As part of the Hull Maritime project, artists are creating a visualisation of Hull Maritime Museum’s popular 40ft North Atlantic Right Whale skeleton.
Contemporary British artists, Heinrich and Palmer, have used 3D laser scanning technology to capture data from the skeleton, which they will use alongside additional scans from other items in the museum's collection to create two new works.
These will include a digital film, reanimating the 110-year-old skeleton, which will go on display inside the newly refurbished Hull Maritime Museum.
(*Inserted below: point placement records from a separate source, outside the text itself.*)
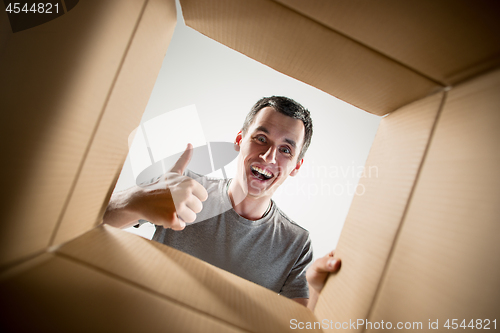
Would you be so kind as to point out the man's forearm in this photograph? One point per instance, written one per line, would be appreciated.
(118, 213)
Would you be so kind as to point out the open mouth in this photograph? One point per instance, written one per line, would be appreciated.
(261, 173)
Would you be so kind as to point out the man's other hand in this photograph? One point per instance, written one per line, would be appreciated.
(317, 274)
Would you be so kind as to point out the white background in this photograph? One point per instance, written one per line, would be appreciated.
(223, 85)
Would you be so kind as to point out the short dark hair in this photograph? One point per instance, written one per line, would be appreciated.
(288, 107)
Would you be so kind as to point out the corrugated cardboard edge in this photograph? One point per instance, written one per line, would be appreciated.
(56, 79)
(444, 265)
(107, 254)
(375, 216)
(122, 112)
(309, 51)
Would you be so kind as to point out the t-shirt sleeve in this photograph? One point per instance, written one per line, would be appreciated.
(296, 284)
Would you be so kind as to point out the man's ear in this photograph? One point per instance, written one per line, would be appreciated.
(237, 141)
(297, 167)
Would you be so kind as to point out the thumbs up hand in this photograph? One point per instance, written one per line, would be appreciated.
(171, 201)
(187, 194)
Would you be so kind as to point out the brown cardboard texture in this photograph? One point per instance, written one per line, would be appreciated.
(418, 247)
(98, 63)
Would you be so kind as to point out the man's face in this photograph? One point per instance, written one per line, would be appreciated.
(269, 152)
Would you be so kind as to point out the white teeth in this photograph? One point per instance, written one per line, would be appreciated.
(261, 171)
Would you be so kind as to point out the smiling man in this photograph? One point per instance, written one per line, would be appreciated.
(240, 227)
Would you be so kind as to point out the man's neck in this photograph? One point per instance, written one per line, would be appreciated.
(246, 206)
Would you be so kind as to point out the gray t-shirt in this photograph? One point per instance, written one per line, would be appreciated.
(273, 252)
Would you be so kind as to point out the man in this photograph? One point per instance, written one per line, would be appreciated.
(241, 229)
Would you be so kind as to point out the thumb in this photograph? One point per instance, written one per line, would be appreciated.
(183, 161)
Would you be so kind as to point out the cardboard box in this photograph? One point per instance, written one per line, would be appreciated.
(418, 247)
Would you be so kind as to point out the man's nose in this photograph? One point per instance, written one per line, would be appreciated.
(270, 155)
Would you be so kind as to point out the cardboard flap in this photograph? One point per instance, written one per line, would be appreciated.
(72, 90)
(445, 40)
(184, 280)
(375, 216)
(445, 262)
(309, 51)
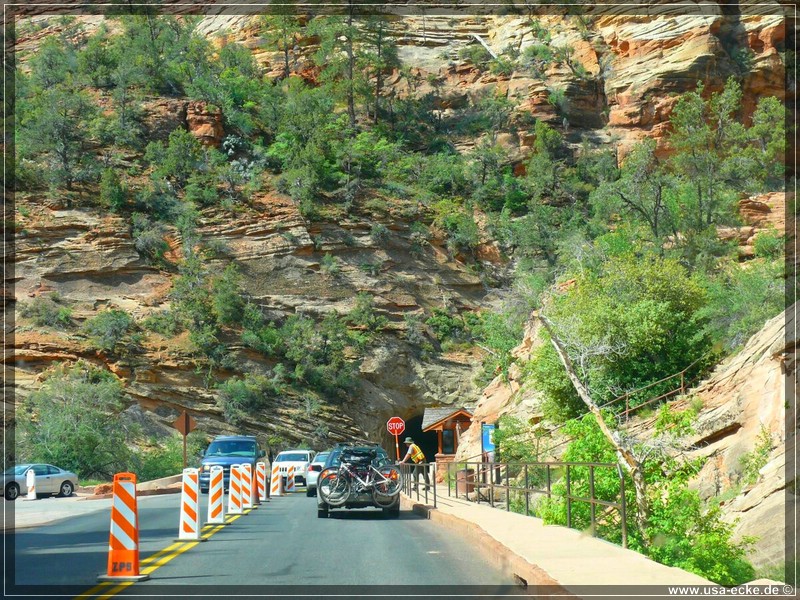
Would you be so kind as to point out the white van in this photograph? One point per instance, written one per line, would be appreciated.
(299, 459)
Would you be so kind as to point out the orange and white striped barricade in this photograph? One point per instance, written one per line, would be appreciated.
(216, 496)
(247, 486)
(261, 481)
(123, 540)
(290, 478)
(190, 525)
(276, 482)
(30, 481)
(235, 491)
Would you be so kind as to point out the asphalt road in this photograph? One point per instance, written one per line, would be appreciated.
(278, 546)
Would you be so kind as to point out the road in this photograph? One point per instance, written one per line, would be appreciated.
(278, 546)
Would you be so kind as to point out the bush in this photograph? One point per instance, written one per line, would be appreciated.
(113, 194)
(240, 398)
(364, 314)
(167, 457)
(769, 244)
(164, 322)
(73, 421)
(330, 265)
(108, 330)
(682, 530)
(740, 300)
(47, 311)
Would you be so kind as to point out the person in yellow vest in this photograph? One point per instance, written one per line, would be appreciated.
(416, 456)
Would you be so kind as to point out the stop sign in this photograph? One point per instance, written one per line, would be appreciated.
(396, 425)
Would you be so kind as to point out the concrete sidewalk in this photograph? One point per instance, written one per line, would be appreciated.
(548, 555)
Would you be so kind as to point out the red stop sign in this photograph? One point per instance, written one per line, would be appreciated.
(396, 425)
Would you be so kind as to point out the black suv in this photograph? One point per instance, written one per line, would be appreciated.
(364, 498)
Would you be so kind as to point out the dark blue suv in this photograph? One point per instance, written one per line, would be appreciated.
(227, 450)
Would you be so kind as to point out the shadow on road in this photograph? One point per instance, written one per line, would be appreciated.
(373, 515)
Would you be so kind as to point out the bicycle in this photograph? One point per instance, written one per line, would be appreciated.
(335, 484)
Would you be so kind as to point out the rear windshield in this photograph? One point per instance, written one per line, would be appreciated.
(292, 456)
(231, 448)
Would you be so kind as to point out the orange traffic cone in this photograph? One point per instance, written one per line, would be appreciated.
(247, 486)
(235, 491)
(276, 489)
(216, 496)
(189, 526)
(123, 541)
(261, 481)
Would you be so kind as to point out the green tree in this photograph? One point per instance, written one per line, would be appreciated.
(179, 159)
(110, 329)
(57, 129)
(73, 421)
(280, 31)
(631, 321)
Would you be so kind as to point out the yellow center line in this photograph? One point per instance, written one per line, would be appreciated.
(160, 553)
(213, 531)
(117, 589)
(93, 591)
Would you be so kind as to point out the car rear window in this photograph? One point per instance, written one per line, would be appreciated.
(294, 457)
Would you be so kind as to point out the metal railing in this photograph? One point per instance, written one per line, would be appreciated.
(413, 480)
(484, 478)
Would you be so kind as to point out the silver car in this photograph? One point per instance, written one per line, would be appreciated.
(49, 480)
(312, 472)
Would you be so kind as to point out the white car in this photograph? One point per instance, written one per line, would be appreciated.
(49, 480)
(298, 459)
(312, 472)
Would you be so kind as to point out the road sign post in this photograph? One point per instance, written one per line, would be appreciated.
(185, 424)
(396, 426)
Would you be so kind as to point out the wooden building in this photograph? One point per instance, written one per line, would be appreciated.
(449, 423)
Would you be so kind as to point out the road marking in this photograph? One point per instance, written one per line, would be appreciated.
(93, 591)
(117, 589)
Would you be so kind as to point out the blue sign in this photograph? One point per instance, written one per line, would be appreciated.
(487, 437)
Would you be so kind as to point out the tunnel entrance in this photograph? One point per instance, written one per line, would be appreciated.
(429, 442)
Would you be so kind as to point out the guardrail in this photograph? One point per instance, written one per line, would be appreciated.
(411, 481)
(492, 476)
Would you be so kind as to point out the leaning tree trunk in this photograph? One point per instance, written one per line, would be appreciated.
(625, 456)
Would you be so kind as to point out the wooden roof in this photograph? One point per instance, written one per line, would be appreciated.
(435, 416)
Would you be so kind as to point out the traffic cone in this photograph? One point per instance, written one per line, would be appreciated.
(276, 487)
(235, 491)
(290, 479)
(30, 481)
(261, 481)
(189, 526)
(247, 486)
(123, 540)
(216, 496)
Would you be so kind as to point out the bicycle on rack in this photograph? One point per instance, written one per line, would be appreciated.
(358, 473)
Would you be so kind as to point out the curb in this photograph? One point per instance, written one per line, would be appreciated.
(139, 493)
(527, 575)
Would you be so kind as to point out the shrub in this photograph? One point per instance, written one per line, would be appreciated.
(113, 194)
(164, 322)
(73, 421)
(148, 238)
(47, 311)
(379, 233)
(769, 244)
(364, 313)
(330, 265)
(240, 398)
(109, 329)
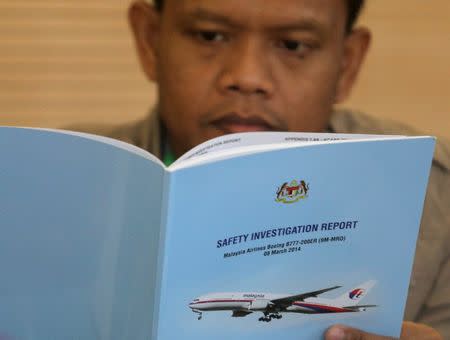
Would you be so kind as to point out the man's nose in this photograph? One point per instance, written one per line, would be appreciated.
(247, 70)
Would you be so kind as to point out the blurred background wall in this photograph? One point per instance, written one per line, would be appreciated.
(68, 61)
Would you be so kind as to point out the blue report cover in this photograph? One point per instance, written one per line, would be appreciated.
(247, 236)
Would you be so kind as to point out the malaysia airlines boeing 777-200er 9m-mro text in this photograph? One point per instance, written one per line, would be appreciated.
(273, 305)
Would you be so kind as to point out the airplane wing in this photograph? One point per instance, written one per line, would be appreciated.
(359, 308)
(288, 300)
(240, 313)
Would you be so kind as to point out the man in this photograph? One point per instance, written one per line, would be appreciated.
(255, 65)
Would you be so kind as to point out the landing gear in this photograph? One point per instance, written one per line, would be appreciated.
(200, 315)
(268, 317)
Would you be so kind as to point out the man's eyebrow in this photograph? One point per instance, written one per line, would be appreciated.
(206, 15)
(303, 24)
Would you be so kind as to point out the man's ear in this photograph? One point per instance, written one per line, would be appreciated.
(144, 21)
(356, 45)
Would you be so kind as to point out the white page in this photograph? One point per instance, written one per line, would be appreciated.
(258, 141)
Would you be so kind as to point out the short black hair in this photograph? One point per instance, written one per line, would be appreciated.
(354, 9)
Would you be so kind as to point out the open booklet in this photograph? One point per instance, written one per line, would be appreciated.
(247, 236)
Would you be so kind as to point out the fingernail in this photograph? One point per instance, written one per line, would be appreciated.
(336, 333)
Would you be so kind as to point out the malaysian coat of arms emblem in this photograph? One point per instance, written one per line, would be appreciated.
(292, 192)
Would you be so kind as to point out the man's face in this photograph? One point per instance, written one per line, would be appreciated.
(254, 65)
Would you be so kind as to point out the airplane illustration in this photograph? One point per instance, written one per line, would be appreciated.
(273, 305)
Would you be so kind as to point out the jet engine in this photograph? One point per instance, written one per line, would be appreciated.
(260, 305)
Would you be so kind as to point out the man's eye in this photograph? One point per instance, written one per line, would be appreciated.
(210, 36)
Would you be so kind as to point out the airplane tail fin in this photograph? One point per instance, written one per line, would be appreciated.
(354, 295)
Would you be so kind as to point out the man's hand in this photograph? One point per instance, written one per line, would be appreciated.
(410, 331)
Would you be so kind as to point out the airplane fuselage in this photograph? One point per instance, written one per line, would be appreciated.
(255, 302)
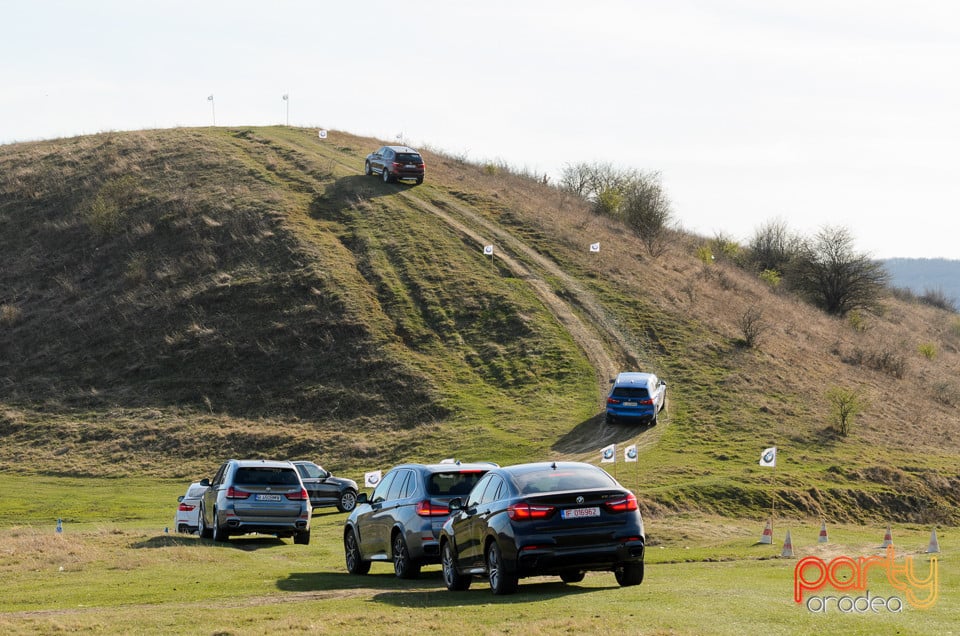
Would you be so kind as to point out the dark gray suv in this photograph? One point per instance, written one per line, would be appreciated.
(401, 520)
(256, 495)
(395, 162)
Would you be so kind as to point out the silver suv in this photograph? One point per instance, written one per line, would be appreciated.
(256, 495)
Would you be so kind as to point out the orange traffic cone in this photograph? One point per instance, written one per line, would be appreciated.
(767, 536)
(934, 544)
(787, 546)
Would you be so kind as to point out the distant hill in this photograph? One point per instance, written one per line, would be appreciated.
(921, 275)
(172, 298)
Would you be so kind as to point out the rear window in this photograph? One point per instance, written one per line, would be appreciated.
(452, 484)
(630, 391)
(266, 476)
(550, 480)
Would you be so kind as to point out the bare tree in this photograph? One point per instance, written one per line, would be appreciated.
(646, 210)
(773, 246)
(833, 276)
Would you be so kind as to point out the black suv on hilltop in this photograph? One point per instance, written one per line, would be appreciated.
(395, 162)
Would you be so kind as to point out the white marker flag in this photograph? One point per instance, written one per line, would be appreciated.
(371, 479)
(769, 457)
(608, 454)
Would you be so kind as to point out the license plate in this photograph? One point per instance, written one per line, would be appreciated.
(580, 513)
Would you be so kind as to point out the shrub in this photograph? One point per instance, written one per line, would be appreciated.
(771, 277)
(845, 405)
(9, 315)
(752, 326)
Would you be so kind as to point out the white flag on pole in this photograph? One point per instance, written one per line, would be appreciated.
(769, 457)
(371, 479)
(608, 454)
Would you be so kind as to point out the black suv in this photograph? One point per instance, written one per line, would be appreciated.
(395, 162)
(401, 520)
(255, 495)
(325, 489)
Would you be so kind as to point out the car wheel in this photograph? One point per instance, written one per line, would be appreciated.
(348, 500)
(351, 553)
(629, 574)
(220, 533)
(202, 528)
(455, 581)
(501, 582)
(572, 576)
(302, 538)
(403, 565)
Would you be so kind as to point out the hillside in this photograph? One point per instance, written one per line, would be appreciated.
(170, 298)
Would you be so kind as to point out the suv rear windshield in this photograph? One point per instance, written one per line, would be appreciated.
(630, 391)
(453, 484)
(267, 476)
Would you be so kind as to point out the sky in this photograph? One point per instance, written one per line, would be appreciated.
(816, 113)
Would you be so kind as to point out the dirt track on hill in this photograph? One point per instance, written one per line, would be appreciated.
(583, 317)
The second display will feature a series of stone waymarkers connecting the routes leading from the museum, through Queens Gardens and on to the North End Ship Yard and the Spurn Lightship.
With only an estimated 400 north Atlantic right whales left in the world, the exhibit hopes to raise awareness of conservation challenges facing the species.
The artworks are the first to be commissioned as part of Hull City Council's multi-million pound investment to bring the city’s rich and powerful maritime story to life.
Councillor Daren Hale, from Hull City Council said:
“This is a unique and rare opportunity to create artwork to tell the city’s rich maritime story.
As part of the project, other artists have also been commissioned to develop new artwork, films and installations.